Hardy Hanappi | |
School Tradition: | Classical Political Economy |
Influences: | Georg Wilhelm Friedrich Hegel, Karl Marx, Joseph Alois Schumpeter, John von Neumann |
Birth Date: | 4 December 1951 |
Birth Place: | Vienna, Austria |
Nationality: | Austrian |
Field: | Political Economy, Simulation, Game Theory |
Hardy (Gerhard) Hanappi (born December 4, 1951), son of Gerhard Hanappi, is a European political economist. He is ad personam Jean Monnet Chair for Political Economy of European Integration and professor at the Institute of Statistics and Mathematical Methods in Economics of the TU Wien.[1] [2]
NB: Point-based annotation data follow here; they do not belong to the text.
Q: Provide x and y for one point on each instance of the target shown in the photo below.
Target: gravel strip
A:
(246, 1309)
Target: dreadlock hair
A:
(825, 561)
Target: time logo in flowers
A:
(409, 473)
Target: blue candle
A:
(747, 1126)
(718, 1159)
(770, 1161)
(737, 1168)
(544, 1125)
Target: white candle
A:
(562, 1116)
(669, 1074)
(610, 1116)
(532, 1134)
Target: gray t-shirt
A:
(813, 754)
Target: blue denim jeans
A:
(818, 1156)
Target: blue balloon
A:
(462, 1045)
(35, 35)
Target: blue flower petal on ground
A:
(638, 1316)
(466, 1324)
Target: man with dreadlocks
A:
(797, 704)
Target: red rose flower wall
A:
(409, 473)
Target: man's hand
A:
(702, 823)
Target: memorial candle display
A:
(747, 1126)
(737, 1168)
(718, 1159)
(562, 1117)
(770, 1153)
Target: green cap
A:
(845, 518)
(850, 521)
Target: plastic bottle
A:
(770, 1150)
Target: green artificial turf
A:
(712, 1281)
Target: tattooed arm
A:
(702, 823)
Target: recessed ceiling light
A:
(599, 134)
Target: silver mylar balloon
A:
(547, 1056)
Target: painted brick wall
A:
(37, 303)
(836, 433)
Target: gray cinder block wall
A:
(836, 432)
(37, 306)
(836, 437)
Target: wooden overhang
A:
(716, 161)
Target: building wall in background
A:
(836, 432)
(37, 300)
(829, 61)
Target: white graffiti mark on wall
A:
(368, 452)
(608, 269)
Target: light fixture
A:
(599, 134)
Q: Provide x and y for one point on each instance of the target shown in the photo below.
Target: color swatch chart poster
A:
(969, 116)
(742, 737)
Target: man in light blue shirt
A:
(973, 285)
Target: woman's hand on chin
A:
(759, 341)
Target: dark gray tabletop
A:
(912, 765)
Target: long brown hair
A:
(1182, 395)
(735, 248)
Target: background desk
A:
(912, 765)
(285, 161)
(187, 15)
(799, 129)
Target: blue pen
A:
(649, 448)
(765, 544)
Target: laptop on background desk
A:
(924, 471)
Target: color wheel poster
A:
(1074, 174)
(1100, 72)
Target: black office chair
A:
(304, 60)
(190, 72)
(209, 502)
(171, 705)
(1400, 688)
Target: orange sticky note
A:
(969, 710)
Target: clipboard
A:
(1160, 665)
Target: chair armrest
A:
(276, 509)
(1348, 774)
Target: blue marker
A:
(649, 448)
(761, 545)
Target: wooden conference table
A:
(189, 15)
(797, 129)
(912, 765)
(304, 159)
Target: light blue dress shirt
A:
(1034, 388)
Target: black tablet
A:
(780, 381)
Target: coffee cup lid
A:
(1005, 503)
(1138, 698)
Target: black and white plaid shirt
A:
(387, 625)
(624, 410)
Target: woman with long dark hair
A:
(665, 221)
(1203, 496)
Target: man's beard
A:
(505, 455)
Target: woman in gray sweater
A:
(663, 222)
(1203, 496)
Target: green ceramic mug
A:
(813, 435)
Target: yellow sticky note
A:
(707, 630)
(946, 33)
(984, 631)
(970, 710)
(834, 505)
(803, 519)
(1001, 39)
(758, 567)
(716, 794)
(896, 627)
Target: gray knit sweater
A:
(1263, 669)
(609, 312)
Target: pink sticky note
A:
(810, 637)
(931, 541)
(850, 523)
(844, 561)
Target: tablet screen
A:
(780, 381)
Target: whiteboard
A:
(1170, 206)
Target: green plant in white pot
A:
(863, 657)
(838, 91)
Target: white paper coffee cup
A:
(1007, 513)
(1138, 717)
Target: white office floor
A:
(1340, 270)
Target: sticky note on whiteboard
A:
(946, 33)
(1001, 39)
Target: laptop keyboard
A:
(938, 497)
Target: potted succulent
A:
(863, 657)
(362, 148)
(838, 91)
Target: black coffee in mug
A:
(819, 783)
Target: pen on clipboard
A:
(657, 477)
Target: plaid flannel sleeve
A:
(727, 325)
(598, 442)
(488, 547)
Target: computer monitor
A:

Previously, he was deputy head of Socioeconomics at the Austrian Academy of Sciences, and director of the Ludwig Boltzmann Institute for Monetary Economics (LB-Society Vienna). He was Research Fellow at the International Centre of Electronic Commerce (ICEC, Seoul, Korea) and professorial research associate at the SOAS, University of London.[3] In 2010 he founded the Vienna Institute for Political Economy Research (VIPER).[4] Hanappi has served as scientific development officer in the board of the European Association for Evolutionary Political Economy (EAEPE) from 2004 to 2017.[5] He also was member of the board of the International Joseph A. Schumpeter Society and of the extended board of the Verein für Socialpolitik. Since 2003 he holds a Jean Monnet Chair granted by the European Commission.
Hardy Hanappi published and edited several books and numerous articles, has been a member of the editorial board of several journals, such as the Journal of Evolutionary Economics (JEE, Germany), the Evolutionary and Institutional Economics Review (EIER, Japan), and the Forum for Social Economics (FSE, USA).[6]
His work combines interpretations of Hegelian, Marxian, and Schumpeterean ideas and aims at the construction of (partially game-theoretic) simulations for contemporary issues in global political economy to inform policy making. His work on the European unification process is paralleled by a strong interest in methodological questions. His most recent research interest concerns the development of quantum political economy.[7] He is married to professor Edeltraud Hanappi-Egger, has three children and lives in Vienna.